Attracting FDI in the MENA region is not without its challenges. One of the biggest challenges is political instability and security concerns in some countries like Syria and Yemen, which resulted in a fewer number of foreign direct investment to these countries.

One of the hurdles that foreign investors face in the MENA region as well is the complex regulatory environment and bureaucracy in some countries. The process of setting up a business can be lengthy and complicated, which can be discouraging for investors. Thankfully, many governments in the region are taking steps to address this challenge. They are implementing initiatives such as streamlining procedures and reducing paperwork to make it easier for foreign investors to do business in the region.

The COVID-19 pandemic has affected investment flows worldwide, and the Arab countries in the MENA region is no exception. The pandemic has disrupted global supply chains and caused a decline in global trade, resulting in a decrease in foreign direct investment inflows to the region.

Some sectors, however, have seen an increase in FDI inflows due to the pandemic. For instance, the healthcare and e-commerce sectors have experienced a surge in investments. The region can actually build on this, and create a more welcoming investment environment and tackle the challenges that currently exist. If the Arab nations in the MENA region keep their focus on economic diversification and make further improvements to the business environment, they can attract even more foreign investments and drive economic growth in the future.

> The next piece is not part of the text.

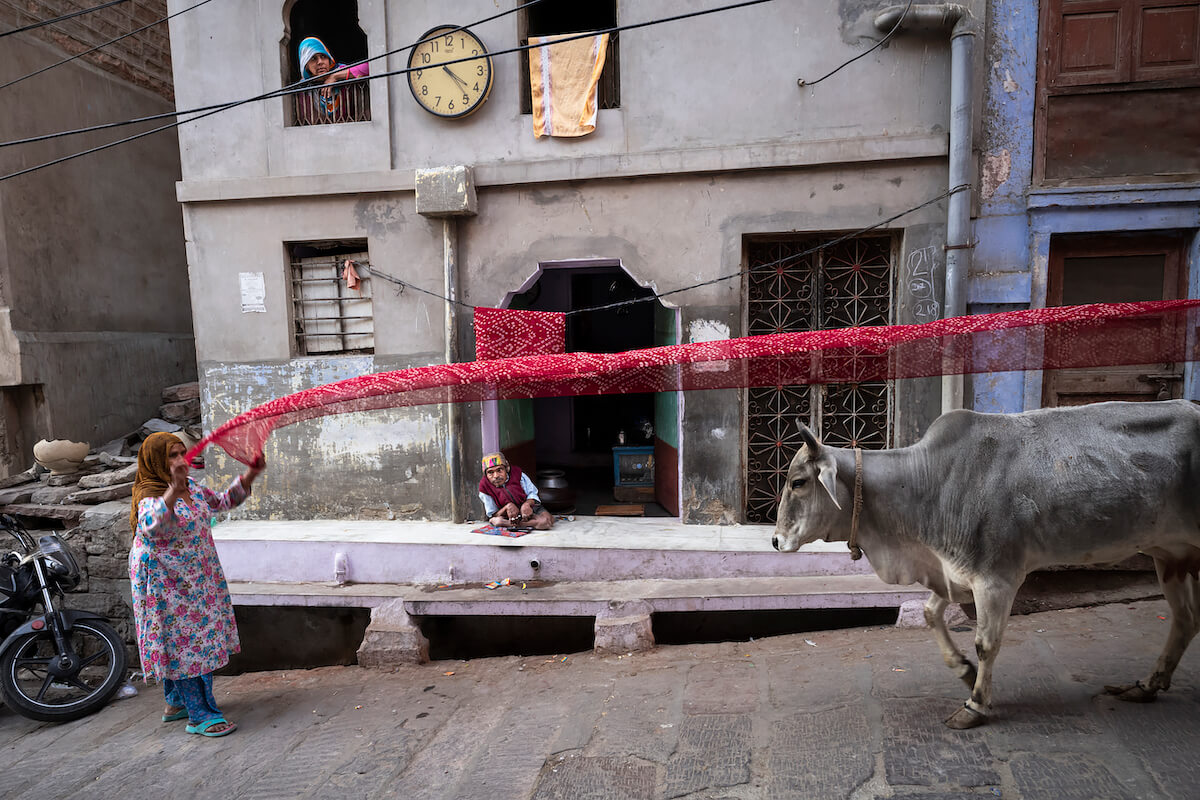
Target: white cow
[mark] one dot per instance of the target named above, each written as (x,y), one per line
(984,499)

As with its previous editions, this year’s Annual Investment Meeting will shed some light and offer solutions to the current challenges and obstacles faced in the current investment climate in the region and the world. Anchored on the theme “The Investment Paradigm Shift: Future Investment Opportunities To Foster Sustainable Economic Growth, Diversity and Prosperity,” AIM 2023 seeks to build a global economy roadmap through establishing investment opportunities, upholding solidarity and developing economic relations among nations, as well as addressing the ordeals that will make a profound impact to economic development.